Por último, devemos ouvir os presbíteros e outros pastores, tanto para nosso bem-estar pessoal quanto para o bem de nossos ministérios. Ser ordenado não nos coloca em posição superior à advertência de Provérbios 21:2: “Todo caminho do homem é reto aos seus próprios olhos, mas o SENHOR sonda os corações”. Todos nós conhecemos homens que perderam seus ministérios, não por causa de uma grande falha moral ou uma incompetência evidente, mas por conta da teimosia ou do desânimo que passou desapercebido com consequências debilitantes. Em tais casos, não é incomum saber que esses homens ficaram isolados e que lhes faltaram relacionamentos do tipo ferro-com-ferro-se-afia com presbíteros e outros pastores que poderiam ter dito uma palavra de repreensão, que salvaria seus ministérios, ou uma palavra de encorajamento que nutriria suas almas (Provérbios 27:17; 27:6; 12:25).
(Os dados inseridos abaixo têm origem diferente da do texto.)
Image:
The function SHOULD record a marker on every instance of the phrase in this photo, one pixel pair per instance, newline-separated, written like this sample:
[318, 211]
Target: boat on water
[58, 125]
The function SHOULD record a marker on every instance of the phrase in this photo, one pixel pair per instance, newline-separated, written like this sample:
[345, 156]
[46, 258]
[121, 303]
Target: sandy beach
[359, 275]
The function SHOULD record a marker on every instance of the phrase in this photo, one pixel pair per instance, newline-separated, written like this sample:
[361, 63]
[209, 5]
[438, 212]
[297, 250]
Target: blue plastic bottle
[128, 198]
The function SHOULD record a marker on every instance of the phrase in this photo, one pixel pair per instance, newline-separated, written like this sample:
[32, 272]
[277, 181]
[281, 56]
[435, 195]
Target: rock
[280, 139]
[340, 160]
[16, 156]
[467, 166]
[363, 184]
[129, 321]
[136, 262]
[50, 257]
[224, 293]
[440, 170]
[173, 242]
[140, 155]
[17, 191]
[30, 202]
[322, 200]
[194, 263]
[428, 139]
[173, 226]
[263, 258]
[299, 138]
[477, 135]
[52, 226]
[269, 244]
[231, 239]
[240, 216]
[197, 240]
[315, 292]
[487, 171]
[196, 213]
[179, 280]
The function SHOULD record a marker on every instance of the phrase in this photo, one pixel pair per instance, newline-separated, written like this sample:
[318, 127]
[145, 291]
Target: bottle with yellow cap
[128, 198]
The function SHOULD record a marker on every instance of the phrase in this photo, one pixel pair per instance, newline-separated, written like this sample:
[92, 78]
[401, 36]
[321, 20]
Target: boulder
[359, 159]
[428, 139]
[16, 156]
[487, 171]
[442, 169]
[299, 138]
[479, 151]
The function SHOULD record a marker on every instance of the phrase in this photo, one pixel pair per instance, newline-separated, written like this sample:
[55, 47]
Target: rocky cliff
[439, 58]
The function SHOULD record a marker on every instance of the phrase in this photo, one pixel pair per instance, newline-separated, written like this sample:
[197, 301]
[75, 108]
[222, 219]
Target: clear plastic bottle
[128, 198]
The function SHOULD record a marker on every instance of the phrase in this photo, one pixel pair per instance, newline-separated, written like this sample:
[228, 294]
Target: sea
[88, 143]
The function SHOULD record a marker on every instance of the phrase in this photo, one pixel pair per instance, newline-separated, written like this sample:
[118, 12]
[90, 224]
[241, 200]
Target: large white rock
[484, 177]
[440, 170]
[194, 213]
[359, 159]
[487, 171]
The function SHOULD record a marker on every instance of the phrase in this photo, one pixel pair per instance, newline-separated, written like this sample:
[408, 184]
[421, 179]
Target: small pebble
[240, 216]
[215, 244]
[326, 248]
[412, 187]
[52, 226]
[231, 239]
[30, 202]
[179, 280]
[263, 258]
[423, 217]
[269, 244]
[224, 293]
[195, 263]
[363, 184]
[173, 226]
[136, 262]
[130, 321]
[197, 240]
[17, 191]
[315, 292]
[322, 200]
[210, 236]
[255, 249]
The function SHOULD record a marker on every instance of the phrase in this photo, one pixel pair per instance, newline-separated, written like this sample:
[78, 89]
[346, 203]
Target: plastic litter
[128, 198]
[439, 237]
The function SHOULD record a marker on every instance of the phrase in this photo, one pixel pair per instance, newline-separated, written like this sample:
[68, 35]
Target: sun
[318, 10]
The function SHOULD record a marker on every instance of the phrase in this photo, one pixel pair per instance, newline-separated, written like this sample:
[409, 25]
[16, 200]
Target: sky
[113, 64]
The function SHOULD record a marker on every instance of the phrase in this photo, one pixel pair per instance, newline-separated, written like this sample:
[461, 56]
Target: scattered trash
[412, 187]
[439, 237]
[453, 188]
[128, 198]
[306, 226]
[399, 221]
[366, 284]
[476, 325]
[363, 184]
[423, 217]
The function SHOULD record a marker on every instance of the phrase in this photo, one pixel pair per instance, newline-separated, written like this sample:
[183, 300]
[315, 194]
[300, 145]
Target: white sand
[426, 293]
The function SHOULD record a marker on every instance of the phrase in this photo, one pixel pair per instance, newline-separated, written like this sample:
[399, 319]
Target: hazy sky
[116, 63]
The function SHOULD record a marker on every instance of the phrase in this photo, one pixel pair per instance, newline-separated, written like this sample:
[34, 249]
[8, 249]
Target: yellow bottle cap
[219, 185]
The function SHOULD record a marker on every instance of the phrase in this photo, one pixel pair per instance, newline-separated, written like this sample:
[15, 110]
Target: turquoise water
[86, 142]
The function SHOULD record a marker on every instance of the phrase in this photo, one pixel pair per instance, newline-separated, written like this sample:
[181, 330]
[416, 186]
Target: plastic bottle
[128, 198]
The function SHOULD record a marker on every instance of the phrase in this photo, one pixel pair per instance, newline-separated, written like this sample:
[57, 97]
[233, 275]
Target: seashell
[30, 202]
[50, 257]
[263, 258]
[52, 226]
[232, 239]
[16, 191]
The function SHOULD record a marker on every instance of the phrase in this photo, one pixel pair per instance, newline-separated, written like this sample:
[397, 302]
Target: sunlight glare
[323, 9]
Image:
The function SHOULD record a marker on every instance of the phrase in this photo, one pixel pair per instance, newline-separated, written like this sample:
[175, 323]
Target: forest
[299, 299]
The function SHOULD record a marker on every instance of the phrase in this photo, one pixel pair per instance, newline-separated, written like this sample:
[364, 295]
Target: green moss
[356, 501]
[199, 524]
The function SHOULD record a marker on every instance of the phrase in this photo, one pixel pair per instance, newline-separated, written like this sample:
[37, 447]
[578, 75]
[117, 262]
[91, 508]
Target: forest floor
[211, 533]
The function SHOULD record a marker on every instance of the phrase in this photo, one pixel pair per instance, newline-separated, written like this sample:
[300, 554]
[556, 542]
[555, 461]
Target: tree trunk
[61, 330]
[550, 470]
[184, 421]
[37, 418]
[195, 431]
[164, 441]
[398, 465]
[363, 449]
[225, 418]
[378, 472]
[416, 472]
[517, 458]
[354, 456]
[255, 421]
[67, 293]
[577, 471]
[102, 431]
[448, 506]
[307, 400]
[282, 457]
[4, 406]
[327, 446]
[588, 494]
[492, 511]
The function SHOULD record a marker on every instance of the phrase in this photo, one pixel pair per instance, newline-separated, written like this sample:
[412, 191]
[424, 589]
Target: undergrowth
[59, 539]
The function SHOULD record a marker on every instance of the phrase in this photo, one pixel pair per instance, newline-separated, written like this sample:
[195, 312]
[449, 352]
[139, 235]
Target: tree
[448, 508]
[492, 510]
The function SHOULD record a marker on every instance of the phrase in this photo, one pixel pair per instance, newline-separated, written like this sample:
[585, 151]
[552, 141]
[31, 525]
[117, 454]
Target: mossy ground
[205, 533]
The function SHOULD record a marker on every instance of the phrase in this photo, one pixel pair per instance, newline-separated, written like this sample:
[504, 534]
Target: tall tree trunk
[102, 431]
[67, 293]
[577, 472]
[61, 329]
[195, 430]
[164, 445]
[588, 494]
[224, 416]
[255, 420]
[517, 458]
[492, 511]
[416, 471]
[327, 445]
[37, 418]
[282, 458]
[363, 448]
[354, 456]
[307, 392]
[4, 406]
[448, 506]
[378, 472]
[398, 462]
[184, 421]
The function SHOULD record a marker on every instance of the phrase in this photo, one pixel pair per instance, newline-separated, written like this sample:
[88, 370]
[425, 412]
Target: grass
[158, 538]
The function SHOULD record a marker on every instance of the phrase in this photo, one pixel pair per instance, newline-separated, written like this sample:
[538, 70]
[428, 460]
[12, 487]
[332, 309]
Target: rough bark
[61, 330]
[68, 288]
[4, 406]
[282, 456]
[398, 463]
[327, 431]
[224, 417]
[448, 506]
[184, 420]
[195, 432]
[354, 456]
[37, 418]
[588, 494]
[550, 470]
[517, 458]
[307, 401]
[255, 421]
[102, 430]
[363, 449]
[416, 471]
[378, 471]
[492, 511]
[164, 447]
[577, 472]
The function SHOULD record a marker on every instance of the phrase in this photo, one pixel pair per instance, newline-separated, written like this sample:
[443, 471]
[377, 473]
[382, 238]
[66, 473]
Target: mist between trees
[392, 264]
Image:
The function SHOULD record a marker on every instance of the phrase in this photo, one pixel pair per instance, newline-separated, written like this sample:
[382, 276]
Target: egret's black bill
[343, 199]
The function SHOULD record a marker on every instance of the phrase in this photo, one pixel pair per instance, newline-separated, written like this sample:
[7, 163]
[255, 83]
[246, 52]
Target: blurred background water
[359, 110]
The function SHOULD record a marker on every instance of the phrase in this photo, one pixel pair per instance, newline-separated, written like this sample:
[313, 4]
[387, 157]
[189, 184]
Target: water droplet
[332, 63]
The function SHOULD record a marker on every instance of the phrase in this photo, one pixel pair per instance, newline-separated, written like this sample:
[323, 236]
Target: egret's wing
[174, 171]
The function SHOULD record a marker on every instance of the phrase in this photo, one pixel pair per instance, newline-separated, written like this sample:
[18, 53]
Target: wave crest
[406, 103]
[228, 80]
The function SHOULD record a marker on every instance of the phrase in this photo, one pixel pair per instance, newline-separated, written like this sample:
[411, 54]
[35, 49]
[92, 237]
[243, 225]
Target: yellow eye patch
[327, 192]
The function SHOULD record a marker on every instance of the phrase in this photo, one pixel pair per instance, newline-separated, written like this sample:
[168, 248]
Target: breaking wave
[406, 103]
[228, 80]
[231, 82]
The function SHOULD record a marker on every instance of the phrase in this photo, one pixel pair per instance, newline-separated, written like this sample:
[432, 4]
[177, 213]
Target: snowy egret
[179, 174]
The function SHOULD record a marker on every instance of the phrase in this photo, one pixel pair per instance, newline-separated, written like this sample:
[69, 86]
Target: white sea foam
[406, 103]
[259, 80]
Anos atrás, J. Oswald Sanders observou em seu clássico “Spiritual Leadership” [Liderança Espiritual]: “Você pode avaliar os líderes pelo número e qualidade de seus amigos”. Agostinho era um homem que valorizava a amizade (há uma abundância de reflexões sobre a amizade em As Confissões e em seus sermões). A amizade de João Calvino e Pierre Viret (1511– 1571), conforme revelado em muitas de suas cartas, mostra o desejo de Calvino e sua grande confiança na amizade. Na recente busca por um novo diretor de música para a nossa igreja, minha primeira pergunta aos candidatos era: “Fale-me sobre os seus amigos mais íntimos. Você pode compartilhar algumas vezes em que o conselho deles o levou a uma mudança de caminho?”.
Os pastores precisam de amizades com cooperadores. Todo Timóteo precisa de um Paulo, e todo Paulo precisa de um Tito (2 Coríntios 2:13; 8:23). Se você se encontra sem amizades desse tipo, faria bem em começar a colocar este assunto em oração. Algumas vezes, o coração precisa de tempo para ser preparado para a amizade, para que nossos ouvidos se abram para aquilo que um amigo piedoso venha a dizer.
Sim, devemos ouvir e atentar para o Senhor primeiramente e acima de todos. Porém, de acordo com a sua Palavra, devemos também ouvir aqueles que estão abaixo de nós ou ao nosso lado. A qualidade de nossas vidas e ministérios depende disso.